Lorincz was arrested last week and charged with first-degree manslaughter, punishable by up to 30 years in prison, if convicted, the sheriff's office said in a statement. She was also charged with culpable negligence, battery and two counts of assault.
In a statement, MCSO explained they conducted interviews with witnesses, Owens' children and Lorincz.
"Ms. Lorincz's fate is now in the hands of the judicial system, which I trust will deliver justice in due course," Marion County Sheriff Billy Woods said in a statement. "As I go to bed tonight, I will be saying a prayer for Ms. Owens' children and the rest of her family. I'd ask all of you to do the same."
Woods said there was an ongoing feud between Lorincz and Owens. On the day of the shooting, the children were playing in a field adjacent to the property where the suspect's home is located. At that point, the suspect allegedly engaged in an argument with the children, the sheriff's department said.
Lorincz allegedly threw a pair of skates at Owens' 9-year-old son and hit the child in the toe, according to MCSO. Afterwards, the minor and his 12-year-old brother went to Lorincz's home to speak to her. Lorincz swung an umbrella at them, according to a statement from the sheriff's office.
The children notified Owens, resulting in Owens going to the suspect's home and demanding that she come out. That's when Lorincz shot Owens through her closed door, striking her in the upper chest, according to MCSO. Owens' 9-year-old son was beside her, police said.
"Our 12-year-old blames himself for the death of his mother because he couldn't save her," Dias said at a press conference last week. "He couldn't give her CPR. His words, 'Grandma, grandma, I couldn't save her! I tried to give her CPR! I tried to give her CPR!'"
According to police records, when officers arrived on the scene, they found Owens under a nearby tree with a gunshot wound. She had a faint pulse as the officers applied medical aid. Owens was transported to a local hospital where she was pronounced deceased later that evening.
In a press conference last week, Woods said that Florida Stand Your Ground laws made it harder to execute an immediate arrest. The sheriff's Major Crimes Unit was able to arrest Lorincz on June 6 after gathering enough evidence, the sheriff's department said. Lorincz's next court date will be on July 11, according to Judge Lori Cotton, who presided over Lorincz's first court appearance.
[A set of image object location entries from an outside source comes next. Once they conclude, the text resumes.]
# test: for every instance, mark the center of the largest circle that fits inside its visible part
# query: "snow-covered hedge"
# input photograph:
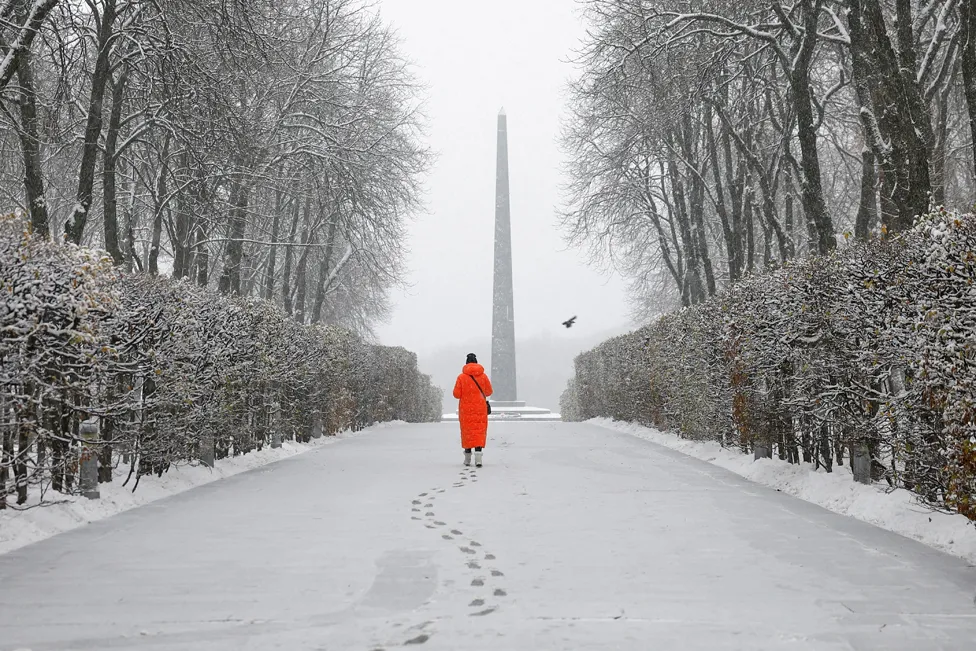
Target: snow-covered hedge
(171, 372)
(865, 357)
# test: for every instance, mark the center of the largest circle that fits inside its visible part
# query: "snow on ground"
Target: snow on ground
(896, 511)
(20, 528)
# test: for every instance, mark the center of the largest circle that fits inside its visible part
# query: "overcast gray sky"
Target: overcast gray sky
(475, 58)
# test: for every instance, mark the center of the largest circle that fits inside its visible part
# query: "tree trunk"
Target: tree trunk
(301, 285)
(814, 206)
(202, 256)
(109, 195)
(230, 279)
(268, 290)
(75, 228)
(31, 145)
(30, 26)
(160, 203)
(322, 287)
(731, 245)
(898, 125)
(967, 15)
(867, 211)
(286, 289)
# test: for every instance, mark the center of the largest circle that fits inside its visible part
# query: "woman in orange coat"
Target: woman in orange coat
(472, 390)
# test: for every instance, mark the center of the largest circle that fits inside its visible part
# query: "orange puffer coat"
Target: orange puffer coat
(472, 411)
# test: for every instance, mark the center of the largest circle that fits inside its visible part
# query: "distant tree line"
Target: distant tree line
(712, 139)
(267, 148)
(864, 356)
(167, 372)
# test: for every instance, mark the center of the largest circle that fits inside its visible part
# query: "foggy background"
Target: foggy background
(475, 59)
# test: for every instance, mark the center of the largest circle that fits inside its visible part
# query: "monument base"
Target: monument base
(512, 410)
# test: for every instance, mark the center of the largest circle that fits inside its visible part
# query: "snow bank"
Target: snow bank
(896, 511)
(20, 528)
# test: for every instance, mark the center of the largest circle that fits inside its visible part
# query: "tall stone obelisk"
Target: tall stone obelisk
(503, 308)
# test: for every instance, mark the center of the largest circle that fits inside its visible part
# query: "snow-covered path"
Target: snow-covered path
(571, 537)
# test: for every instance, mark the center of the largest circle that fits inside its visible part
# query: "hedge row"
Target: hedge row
(170, 372)
(867, 356)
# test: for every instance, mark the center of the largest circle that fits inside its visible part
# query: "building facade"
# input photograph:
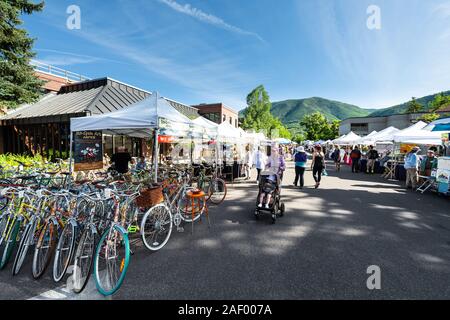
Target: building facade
(218, 113)
(365, 125)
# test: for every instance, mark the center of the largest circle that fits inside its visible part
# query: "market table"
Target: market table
(400, 172)
(429, 182)
(363, 166)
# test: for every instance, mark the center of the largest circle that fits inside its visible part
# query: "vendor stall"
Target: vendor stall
(153, 116)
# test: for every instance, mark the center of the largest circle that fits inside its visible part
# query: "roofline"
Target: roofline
(395, 114)
(216, 103)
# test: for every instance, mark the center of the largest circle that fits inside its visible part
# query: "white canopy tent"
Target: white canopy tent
(385, 135)
(348, 139)
(138, 120)
(366, 139)
(227, 132)
(418, 136)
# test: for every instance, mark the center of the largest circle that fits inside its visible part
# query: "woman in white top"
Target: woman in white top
(248, 162)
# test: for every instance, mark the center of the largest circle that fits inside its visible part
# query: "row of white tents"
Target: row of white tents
(414, 134)
(155, 116)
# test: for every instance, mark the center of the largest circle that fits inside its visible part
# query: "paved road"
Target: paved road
(321, 249)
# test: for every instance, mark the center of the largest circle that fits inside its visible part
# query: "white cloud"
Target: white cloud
(198, 14)
(64, 58)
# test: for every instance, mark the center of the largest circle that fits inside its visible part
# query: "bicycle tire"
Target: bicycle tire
(167, 219)
(218, 200)
(80, 253)
(10, 243)
(124, 263)
(60, 267)
(49, 231)
(25, 242)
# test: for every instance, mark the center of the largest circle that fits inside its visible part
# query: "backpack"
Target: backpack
(354, 154)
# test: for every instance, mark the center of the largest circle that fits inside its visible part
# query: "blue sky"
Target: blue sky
(202, 51)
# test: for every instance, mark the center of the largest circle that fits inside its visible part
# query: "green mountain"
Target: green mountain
(293, 110)
(401, 108)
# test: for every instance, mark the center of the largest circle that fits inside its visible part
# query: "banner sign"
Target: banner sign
(166, 139)
(88, 150)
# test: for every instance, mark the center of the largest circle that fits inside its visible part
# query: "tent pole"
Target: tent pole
(70, 152)
(156, 154)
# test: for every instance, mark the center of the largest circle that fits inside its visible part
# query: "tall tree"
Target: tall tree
(440, 101)
(258, 117)
(18, 84)
(317, 127)
(414, 106)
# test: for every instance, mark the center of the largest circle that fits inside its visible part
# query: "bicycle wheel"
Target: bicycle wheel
(83, 261)
(156, 227)
(218, 191)
(44, 249)
(185, 208)
(25, 242)
(64, 251)
(111, 260)
(10, 243)
(4, 200)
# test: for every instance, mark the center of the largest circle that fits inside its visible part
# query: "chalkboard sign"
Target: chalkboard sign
(88, 148)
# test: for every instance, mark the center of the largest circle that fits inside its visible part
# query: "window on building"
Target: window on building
(360, 128)
(214, 116)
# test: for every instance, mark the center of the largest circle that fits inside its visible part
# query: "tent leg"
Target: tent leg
(70, 153)
(156, 155)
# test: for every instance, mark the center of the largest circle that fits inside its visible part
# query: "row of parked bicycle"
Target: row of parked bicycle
(92, 225)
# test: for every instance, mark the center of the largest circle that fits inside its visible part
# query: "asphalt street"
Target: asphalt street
(320, 249)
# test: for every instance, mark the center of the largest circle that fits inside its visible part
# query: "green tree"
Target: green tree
(317, 127)
(429, 117)
(257, 115)
(299, 138)
(414, 106)
(439, 102)
(18, 83)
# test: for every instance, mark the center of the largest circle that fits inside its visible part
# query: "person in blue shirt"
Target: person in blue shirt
(300, 158)
(412, 162)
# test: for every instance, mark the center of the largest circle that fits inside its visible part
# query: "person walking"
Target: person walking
(260, 162)
(428, 164)
(412, 168)
(276, 162)
(336, 156)
(248, 162)
(301, 159)
(318, 165)
(355, 155)
(372, 157)
(121, 160)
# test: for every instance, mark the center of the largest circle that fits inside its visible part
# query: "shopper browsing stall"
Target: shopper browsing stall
(411, 165)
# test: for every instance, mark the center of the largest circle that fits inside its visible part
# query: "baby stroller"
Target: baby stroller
(269, 185)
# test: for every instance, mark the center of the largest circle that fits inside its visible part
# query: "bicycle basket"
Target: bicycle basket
(150, 197)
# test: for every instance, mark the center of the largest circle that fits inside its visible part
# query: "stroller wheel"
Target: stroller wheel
(282, 208)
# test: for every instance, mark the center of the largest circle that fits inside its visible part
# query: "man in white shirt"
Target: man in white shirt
(260, 162)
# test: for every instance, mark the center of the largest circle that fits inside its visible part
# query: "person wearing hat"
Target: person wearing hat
(336, 156)
(428, 163)
(300, 158)
(412, 168)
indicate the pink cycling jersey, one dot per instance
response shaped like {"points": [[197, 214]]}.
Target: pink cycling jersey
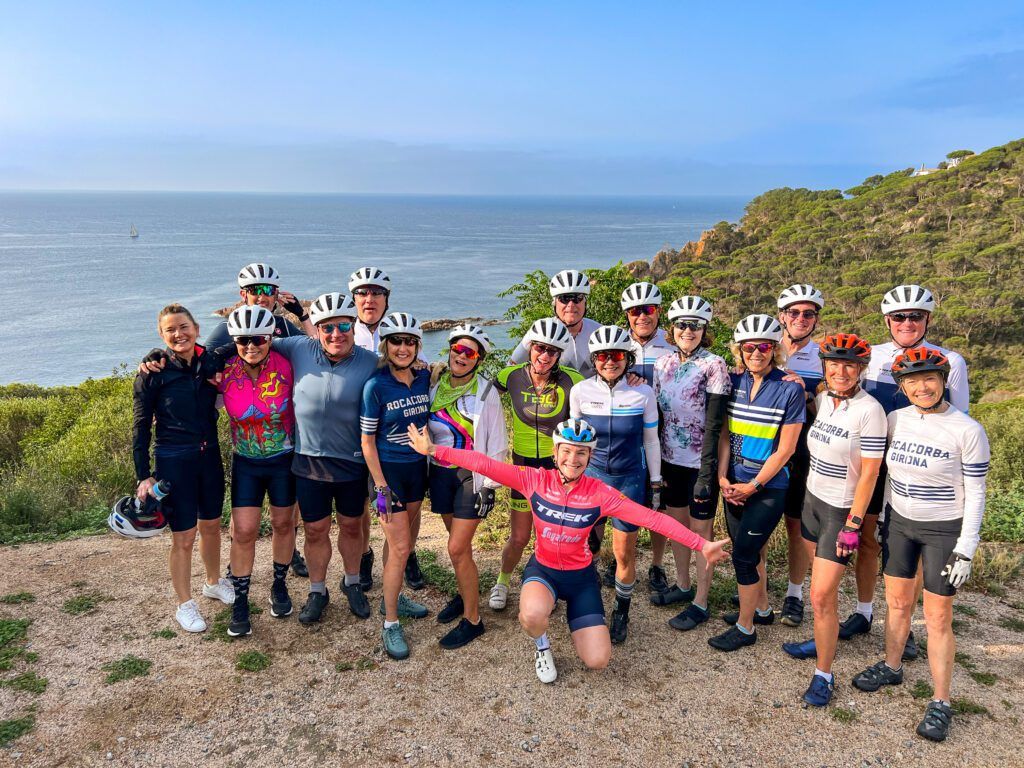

Sharpton took the opportunity to point out what he said were inconsistencies of outrage among Florida political officials who have given their voice for particular social issues but haven't said anything about Owens' murder.
"They get outraged about certain things taught in school. You get outraged about migrants coming. You get outraged about those that have a different lifestyle," Sharpton said in front of a roaring congregation.